Pour inciter les compagnies à diriger leurs meilleurs avions vers le Findel, les taxes d’utilisation des pistes seront jusqu’à deux fois plus élevées pour les avions les plus bruyants.
Les avions de fret représentent une large majorité des appareils qui arrivent la nuit entre 23h et 6h. (Photos : Jean-Claude Ernst).
Le 9 janvier, l’Union des syndicats d’intérêts locaux de la ville de Luxembourg envoyait un courrier vertement rédigé à François Bausch. Usant d’un style volontiers agressif, les riverains du Findel pestaient contre la progression constante du nombre de vols de nuit. Cette sortie, qui a agacé le ministre, lui a surtout permis d’expliquer, hier, les mesures qu’il vient de mettre en place pour limiter de manière significative les départs et les arrivées d’avions entre 23h et 6h.
Certes, le nombre de vols de nuit a légèrement augmenté en 2014, mais cette hausse est plus légère que l’augmentation générale du trafic aérien au Luxembourg. Et le diagramme détaillant la dispersion de ces vols nocturnes au cours de la nuit montre que l’écrasante majorité des avions qui partent ou arrivent en retard passe par le Findel entre 23h et minuit.
D’une manière générale, le règlement grand-ducal du 24 mai 2008 « fixant les conditions d’exploitation technique et opérationnelle de l’aéroport de Luxembourg » interdit les vols de nuit. Toutefois, des exceptions peuvent être accordées. « Tous les avions dont le port d’attache est le Luxembourg ont le droit d’atterrir, quelle que soit l’heure », explique le directeur de l’administration de la Navigation aérienne, John Santurbano.
Ceux portant l’emblème de Luxair et surtout celui de Cargolux sont concernés. Pour partir, ces appareils doivent obtenir une dérogation qui ne sera accordée qu’en cas de motif valable.
> « Le principe pollueur-payeur »
Les avions qui ne sont pas basés au Grand-Duché doivent systématiquement demander une autorisation d’arrivée ou de départ tardif. « Et ils ne peuvent l’obtenir que dans des circonstances précises : problème technique, météo difficile, vol humanitaire ou sanitaire, transport de produits pharmaceutiques, d’animaux vivants… » Si la liste peut paraître longue, elle est surtout très restrictive.
L’an passé, 89 demandes ont été accordées, c’est 28 de moins qu’en 2013. John Santurbano assure avoir posé son veto dans la grande majorité des cas, y compris pour les avions luxembourgeois.
Un autre outil vient également d’être mis en place et le Findel est un pionnier européen en la matière. Pour la première fois en Europe, les taxes d’utilisation des pistes d’un aéroport sont modulées selon les performances acoustiques de l’avion. « Nous mettons en place le principe pollueur-payeur, explique John Santurbano.
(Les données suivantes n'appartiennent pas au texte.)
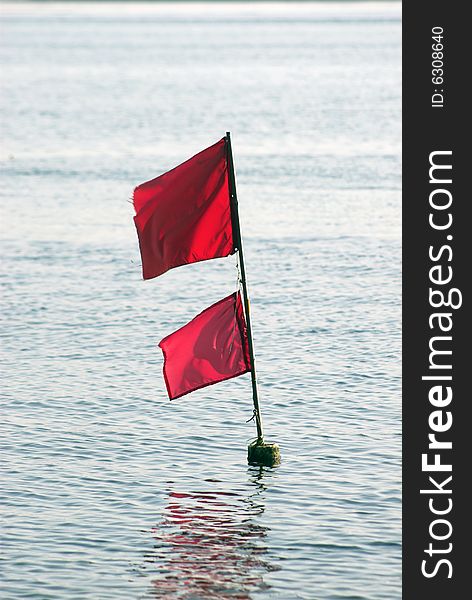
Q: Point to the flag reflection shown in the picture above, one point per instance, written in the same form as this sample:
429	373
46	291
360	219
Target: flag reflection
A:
209	544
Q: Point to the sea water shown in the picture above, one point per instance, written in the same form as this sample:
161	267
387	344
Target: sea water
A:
110	491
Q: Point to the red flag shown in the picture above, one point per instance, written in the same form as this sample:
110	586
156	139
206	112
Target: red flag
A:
184	216
211	348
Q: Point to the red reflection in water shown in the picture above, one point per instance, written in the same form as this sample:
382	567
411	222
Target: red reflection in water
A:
208	546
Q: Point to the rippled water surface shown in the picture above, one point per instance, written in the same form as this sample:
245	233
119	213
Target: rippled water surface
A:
110	490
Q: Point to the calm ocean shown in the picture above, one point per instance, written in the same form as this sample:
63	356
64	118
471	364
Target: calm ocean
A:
110	491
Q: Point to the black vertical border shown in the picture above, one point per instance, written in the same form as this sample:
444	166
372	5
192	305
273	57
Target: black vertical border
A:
426	129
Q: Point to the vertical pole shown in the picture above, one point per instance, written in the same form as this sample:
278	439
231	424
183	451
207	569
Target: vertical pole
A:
238	244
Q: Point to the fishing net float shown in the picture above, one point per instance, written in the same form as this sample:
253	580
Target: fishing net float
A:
187	215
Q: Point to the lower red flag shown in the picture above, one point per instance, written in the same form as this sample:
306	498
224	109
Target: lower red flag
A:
211	348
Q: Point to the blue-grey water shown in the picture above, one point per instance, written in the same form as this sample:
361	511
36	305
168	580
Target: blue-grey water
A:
110	491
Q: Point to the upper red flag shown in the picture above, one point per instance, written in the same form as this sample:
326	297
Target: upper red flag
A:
184	216
211	348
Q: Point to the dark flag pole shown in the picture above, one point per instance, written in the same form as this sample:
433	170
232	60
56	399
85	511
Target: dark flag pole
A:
239	245
258	452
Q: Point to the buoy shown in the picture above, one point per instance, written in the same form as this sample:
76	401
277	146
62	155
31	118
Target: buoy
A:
263	453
Cette taxe est représentée sous la forme d’une équation dans laquelle entrent en compte l’heure, la capacité d’emport de l’avion ou son certificat de nuisance sonore. »
Ainsi, un avion bruyant obtenant l’autorisation d’utiliser l’aéroport entre 23h et 6h verrait la facture multipliée par deux. « L’idée n’est pas de sanctionner les compagnies luxembourgeoises : elles disposent d’une flotte récente et donc d’avions performants. Ce sont surtout les compagnies étrangères qui seraient tentées d’utiliser des avions plus anciens vers Luxembourg qui sont visées par cette disposition », précise le directeur de l’administration de la Navigation aérienne.
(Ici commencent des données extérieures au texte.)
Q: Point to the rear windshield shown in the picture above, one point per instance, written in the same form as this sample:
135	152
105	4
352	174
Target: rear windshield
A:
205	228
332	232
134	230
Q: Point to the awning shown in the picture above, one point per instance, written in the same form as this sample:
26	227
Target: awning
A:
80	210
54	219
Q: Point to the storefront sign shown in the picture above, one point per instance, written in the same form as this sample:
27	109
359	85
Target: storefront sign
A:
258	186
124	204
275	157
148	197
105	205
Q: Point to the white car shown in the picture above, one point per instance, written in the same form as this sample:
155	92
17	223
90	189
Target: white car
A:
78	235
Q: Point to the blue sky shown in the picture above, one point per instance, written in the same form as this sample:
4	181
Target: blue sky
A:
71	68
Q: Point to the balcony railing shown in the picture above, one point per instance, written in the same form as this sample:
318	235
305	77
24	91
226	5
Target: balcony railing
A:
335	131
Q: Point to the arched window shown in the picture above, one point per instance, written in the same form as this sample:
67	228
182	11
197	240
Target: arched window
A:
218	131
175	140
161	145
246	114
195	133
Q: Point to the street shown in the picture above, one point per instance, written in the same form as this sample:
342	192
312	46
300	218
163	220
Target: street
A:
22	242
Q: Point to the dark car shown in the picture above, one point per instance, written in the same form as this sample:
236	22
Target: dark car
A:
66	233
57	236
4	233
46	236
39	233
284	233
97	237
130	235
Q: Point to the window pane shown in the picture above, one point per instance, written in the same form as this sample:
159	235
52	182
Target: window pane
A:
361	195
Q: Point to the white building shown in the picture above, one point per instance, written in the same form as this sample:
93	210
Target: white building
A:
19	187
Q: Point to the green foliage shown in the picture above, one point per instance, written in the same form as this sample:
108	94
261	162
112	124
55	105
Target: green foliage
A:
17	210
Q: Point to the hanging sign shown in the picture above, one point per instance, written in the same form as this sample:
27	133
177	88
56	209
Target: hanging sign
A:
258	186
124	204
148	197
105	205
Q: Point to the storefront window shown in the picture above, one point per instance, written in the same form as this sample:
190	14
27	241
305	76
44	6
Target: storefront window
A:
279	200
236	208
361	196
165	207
> Un aéroport dans l’Oesling ? « Aucun sens »
Les modalités d’arrivée de nuit sont également en passe d’être modifiées. Ainsi, l’aéroport veut privilégier le principe de descente continue qui permet à l’avion de se rapprocher du sol — et donc des habitations — plus tardivement que lorsqu’il effectue des paliers, ce qui reste la démarche classique.
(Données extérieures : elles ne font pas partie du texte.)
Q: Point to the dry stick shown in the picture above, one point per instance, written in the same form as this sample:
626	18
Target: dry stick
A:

Alors que l’aéroport de Liège est ouvert toute la nuit ou que les plages horaires de celui de Cologne sont nettement plus étendues, François Bausch se défend d’ouvrir les pistes du Findel à qui veut. « Ces discussions auraient lieu de toute façon où que soit l’aéroport, a-t-il souligné. Cela n’aurait aucun sens de le déplacer dans l’Oesling et je trouve un peu facile le fait que les riverains se plaignent parce qu’ils entendent les avions depuis la maison qu’ils viennent d’acheter ou de faire construire. Ils savent qu’un aéroport produit des nuisances. »
Il a également rappelé que les cartes qui illustrent le bruit causé par le trafic aérien sont en libre accès sur le site geoportail.lu.